OTTAWA -- The chief of police in the nation's capital is calling for greater integration between Canada's police forces and social services, while also warning against defunding police services across the country.

Appearing before Parliament's Standing Committee on Public Safety and National Security, Ottawa police chief Peter Sloly said that, too often, front-line police officers are required to respond to issues beyond their expertise.

"It is impossible for a human being in a uniform, with a badge, a gun and, most importantly, an oath of office, with brains and a heart and arms to wrap themselves around the vast diversity of human issues that we are being asked to go to on a 24/7/365 basis," Sloly said. "We have done too much of that for too long. It has created an unimaginable amount of stress and strain on our frontline officers."

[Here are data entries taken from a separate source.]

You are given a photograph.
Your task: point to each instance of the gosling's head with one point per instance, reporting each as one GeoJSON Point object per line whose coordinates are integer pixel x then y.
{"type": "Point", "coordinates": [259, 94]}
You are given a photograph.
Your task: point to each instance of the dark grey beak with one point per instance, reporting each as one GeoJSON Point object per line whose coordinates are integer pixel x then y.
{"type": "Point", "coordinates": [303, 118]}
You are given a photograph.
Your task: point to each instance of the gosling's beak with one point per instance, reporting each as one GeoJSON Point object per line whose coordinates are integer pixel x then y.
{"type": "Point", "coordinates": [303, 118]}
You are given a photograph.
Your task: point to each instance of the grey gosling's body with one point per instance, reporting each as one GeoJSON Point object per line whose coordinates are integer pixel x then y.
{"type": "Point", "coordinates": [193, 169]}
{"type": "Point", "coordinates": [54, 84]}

Sloly said officers suffer when they cannot save people, but also suffer when faced with accusations of not doing enough.

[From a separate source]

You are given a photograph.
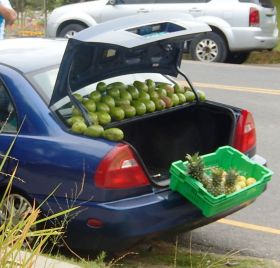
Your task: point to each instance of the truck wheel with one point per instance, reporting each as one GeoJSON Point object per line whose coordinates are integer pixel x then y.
{"type": "Point", "coordinates": [237, 57]}
{"type": "Point", "coordinates": [69, 30]}
{"type": "Point", "coordinates": [209, 47]}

"We have put them in a position of frustration and sometimes failure and we need to do better for our front-line officers and we need to do better for the communities that rely on them. They must be integrated into a wider set of service delivery opportunities."

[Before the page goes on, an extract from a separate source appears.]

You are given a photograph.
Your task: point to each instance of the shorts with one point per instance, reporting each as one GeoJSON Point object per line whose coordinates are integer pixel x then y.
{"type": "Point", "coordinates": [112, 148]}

He suggested there could be other 911-style numbers for people to call if they are in need of a social worker or a mental health worker, but also said police officers would be available to provide support, if needed.

"So, right at the point, we can properly assess the need for the call and the right services to go, where the police will always be an option," he said. "Quite often, they will be dispatched in support of the social service worker or the mental health worker, but the immediate contact will be of the right resources and not just the police resource."

Ottawa city councillors Shawn Menard and Catherine McKenney intend to introduce a motion in late August calling on the City of Ottawa to create such mental health teams that would respond to calls "which do not involve weapons or violence, such as those involving individuals experiencing mental health crises and where a police response is not necessary," among other things.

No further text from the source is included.